Programma avveniristico, ardito, tenendo conto che il “concerto in piazza” contempla un pubblico variegato. La cifra è stata proprio la piazza. Ovvero l’aver usato la musica per rappresentare la vita.

A Nunzia Antonino, attrice raffinata, cresciuta a danza e teatro in Italia e nelle scuole d’arte di Varsavia e Parigi, che ha lavorato tra gli altri con Pagliai, Gasmann, Sepe, Teresa Ludovico, era affidata la parola poetica di Zerbini, Cavalli, Gualtieri. Poesia come scelta di parola universale: quella del ricordo, della vita tra le strade, della perdita, del ringraziamento, della rabbia, dell’indignazione, l’urlo rauco che chiede pace in mezzo al fragore dei ciarlieri incravattati e delle bombe.

Quando la voce umana di Nunzia Antonino taceva, nel vuoto del silenzio l’energia fluiva nella teoria di note toccate dalle dita di Latchoumia: un tutt’uno tra voce e musica, un’unica poiesis. A questa vocazione generatrice la musica concedeva al pubblico l’esperienza mistica del trovare l’immagine. Latchoumia piegato sul pianoforte sussurrava a bassa voce ai tasti ogni singola nota e, grazie ad un magistrale innesto di voci campionate, apparivano le strade, i cortili con i racconti o le eco delle televisioni accese. Un artefatto alla Kandisnkji, una realtà così rappresentata con l’essenziale in linee, colori, suoni, silenzi, che paradossalmente, proprio per questa essenzializzazione, esplodeva nelle sue possibilità evocative. Concedeva di vedere di più, di vedere oltre.

Così è successo. Al pubblico in programma veniva consegnato un biglietto per un viaggio fuori dal tempo e dallo spazio del tramonto di un mercoledì pomeriggio al parco Rossani, e lo sportava in una planata sul mondo da un capo all’altro, tra miracolo della vita e orrore della guerra.

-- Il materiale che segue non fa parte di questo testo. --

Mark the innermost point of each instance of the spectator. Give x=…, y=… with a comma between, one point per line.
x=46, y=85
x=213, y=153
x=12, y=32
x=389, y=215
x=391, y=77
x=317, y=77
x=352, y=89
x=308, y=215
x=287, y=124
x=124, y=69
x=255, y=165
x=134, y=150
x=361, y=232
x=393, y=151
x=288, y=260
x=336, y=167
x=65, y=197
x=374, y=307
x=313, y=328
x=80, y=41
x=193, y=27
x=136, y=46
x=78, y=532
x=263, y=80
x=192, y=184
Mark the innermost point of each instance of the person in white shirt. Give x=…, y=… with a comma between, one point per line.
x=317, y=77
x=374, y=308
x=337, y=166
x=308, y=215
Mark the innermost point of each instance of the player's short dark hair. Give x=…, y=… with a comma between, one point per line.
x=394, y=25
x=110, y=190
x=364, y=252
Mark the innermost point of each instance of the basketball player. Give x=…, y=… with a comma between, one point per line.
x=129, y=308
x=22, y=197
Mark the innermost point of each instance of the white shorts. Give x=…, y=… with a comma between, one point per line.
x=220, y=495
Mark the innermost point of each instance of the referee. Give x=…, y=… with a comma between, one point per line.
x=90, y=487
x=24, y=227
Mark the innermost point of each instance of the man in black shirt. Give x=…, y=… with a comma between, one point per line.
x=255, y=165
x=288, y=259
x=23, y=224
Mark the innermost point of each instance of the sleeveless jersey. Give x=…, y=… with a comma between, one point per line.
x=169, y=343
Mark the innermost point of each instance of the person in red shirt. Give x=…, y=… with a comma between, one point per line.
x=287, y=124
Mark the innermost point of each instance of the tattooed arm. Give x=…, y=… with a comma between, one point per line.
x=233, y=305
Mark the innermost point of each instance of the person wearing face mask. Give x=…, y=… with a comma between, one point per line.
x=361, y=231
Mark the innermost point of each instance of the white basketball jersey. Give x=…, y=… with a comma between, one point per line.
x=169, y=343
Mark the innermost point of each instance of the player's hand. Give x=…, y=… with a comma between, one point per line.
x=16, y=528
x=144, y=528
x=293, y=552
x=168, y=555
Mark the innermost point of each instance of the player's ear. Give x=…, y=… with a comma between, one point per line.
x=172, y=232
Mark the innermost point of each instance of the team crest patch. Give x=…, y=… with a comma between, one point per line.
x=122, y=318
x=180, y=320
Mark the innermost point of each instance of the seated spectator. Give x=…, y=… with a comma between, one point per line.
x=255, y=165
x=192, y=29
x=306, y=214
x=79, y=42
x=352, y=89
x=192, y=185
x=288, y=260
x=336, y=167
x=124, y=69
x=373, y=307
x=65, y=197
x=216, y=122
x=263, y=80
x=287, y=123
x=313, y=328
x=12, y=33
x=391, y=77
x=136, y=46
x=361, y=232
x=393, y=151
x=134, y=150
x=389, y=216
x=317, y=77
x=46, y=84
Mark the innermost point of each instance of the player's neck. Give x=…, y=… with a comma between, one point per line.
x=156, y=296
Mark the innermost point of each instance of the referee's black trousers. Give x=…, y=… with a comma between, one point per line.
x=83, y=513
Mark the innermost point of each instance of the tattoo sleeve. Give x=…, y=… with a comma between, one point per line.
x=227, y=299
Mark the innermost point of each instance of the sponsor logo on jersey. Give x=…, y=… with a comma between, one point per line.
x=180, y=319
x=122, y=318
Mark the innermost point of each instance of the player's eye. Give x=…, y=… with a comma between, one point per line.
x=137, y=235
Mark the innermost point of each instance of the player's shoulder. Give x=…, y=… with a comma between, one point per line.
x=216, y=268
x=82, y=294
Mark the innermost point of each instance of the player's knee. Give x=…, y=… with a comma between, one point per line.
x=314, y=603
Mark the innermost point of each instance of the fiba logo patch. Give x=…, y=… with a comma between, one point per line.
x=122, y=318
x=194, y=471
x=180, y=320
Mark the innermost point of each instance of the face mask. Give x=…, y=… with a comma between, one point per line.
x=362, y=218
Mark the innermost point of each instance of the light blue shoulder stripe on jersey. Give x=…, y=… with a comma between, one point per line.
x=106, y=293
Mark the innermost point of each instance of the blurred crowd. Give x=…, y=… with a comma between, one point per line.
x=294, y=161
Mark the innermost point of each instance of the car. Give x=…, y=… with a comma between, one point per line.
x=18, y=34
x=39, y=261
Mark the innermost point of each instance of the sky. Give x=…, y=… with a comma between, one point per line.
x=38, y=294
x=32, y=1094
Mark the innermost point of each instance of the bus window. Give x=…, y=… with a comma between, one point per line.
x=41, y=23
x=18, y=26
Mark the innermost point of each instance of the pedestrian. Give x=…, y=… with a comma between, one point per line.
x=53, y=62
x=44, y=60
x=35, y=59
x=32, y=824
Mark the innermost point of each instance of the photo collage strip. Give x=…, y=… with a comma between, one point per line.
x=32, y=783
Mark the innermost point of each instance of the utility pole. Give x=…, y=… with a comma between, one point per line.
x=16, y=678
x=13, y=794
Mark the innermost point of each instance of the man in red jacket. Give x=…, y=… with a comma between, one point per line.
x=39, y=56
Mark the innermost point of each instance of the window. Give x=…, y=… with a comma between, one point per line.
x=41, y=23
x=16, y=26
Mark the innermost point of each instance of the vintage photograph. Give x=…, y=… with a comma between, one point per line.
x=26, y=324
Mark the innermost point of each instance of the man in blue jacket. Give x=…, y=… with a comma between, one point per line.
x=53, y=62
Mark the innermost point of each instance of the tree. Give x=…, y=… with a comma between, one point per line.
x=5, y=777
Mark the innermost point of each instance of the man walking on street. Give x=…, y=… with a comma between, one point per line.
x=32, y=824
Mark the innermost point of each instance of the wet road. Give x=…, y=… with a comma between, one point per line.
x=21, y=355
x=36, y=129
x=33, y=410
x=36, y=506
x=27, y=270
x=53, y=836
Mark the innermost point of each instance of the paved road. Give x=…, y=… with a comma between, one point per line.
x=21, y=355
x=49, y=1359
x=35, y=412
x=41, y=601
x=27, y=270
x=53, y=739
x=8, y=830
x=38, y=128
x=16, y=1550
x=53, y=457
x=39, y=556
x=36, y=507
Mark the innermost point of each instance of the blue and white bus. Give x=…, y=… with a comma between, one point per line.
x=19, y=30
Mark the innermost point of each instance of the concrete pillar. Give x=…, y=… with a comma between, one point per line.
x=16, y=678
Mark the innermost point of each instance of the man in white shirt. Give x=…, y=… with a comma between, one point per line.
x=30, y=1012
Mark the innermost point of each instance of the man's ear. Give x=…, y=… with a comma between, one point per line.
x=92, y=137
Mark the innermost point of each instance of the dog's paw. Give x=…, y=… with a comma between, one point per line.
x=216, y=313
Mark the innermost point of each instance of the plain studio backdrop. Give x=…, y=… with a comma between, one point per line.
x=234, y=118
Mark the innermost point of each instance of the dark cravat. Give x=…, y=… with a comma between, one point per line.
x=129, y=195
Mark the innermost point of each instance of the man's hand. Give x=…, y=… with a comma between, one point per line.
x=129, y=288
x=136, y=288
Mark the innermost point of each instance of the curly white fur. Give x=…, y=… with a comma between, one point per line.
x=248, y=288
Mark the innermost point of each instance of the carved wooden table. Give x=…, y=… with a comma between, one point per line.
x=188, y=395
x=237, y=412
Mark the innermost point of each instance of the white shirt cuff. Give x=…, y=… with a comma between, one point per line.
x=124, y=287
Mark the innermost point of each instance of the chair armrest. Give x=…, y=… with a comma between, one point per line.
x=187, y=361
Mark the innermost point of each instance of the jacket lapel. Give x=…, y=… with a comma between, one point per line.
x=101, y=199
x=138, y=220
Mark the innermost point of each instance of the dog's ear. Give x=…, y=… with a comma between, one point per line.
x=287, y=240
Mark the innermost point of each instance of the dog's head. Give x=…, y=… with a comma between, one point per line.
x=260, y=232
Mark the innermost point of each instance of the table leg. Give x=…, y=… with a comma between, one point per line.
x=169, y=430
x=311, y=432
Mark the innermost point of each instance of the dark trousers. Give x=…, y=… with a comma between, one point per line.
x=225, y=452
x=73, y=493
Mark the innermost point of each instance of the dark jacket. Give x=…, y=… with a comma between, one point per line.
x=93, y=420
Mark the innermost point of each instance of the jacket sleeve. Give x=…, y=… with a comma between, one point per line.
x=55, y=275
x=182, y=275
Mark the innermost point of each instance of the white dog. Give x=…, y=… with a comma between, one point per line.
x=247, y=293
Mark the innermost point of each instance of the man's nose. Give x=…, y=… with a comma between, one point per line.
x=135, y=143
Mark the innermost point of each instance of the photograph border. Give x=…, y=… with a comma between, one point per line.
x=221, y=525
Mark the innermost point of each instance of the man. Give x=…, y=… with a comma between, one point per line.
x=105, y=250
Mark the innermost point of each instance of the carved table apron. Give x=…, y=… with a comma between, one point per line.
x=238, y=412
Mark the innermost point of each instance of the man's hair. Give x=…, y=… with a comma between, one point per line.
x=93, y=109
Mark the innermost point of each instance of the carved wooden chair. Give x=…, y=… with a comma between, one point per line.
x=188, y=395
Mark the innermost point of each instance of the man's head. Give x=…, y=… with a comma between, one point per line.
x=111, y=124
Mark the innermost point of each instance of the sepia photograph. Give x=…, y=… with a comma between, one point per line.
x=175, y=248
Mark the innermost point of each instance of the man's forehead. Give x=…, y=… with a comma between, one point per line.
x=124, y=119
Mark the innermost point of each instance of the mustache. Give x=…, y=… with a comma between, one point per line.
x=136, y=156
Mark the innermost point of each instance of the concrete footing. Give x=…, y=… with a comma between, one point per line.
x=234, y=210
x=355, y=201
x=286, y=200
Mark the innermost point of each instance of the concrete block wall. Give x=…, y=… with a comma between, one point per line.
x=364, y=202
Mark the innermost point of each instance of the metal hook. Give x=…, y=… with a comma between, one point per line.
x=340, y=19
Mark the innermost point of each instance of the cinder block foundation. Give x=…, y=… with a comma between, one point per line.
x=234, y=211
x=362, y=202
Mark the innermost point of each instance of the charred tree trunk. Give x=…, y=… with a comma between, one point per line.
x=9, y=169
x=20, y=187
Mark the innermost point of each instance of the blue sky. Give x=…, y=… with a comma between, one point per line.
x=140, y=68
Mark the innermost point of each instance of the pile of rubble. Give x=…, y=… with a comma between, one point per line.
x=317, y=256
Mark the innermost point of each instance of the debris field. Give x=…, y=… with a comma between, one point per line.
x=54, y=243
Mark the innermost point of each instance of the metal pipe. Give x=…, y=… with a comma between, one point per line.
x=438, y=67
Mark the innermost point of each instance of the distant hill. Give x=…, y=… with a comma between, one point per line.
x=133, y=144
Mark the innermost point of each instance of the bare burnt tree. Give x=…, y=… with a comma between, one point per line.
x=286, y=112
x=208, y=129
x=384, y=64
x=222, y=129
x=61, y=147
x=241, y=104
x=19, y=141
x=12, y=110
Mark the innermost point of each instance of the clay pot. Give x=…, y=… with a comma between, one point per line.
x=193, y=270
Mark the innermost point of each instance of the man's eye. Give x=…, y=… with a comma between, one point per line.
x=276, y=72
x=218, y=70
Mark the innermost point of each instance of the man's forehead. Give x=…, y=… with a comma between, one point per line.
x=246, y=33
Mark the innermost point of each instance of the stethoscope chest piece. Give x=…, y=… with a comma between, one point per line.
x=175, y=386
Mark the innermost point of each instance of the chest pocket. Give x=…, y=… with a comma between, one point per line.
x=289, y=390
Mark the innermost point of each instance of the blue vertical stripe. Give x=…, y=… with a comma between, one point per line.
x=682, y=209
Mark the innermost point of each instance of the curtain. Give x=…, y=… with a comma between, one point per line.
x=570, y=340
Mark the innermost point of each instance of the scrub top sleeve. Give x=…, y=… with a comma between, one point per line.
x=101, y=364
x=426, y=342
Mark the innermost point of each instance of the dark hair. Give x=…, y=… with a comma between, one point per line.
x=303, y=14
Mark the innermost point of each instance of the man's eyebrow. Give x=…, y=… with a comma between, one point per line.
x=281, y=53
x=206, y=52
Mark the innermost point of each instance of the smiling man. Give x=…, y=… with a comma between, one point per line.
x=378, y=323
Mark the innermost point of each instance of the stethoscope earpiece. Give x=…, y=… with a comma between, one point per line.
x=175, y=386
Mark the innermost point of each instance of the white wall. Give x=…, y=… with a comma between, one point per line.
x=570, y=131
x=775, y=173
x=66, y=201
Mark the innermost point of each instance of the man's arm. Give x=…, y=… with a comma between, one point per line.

Musica e poesia come unico respiro, grazie al talento di un pianista e di un attrice, anime nobili incaricate di scuotere i nostri pensieri arresi, ormai storditi dall’incessante martellare mediatico della morte e della guerra, ormai indifferenti come chi accetta di aspettare solo che il peggio passi. Latchoumia e Antonino con la loro arte sublime hanno concesso al pubblico di indignarsi di nuovo e, così, di indiarsi.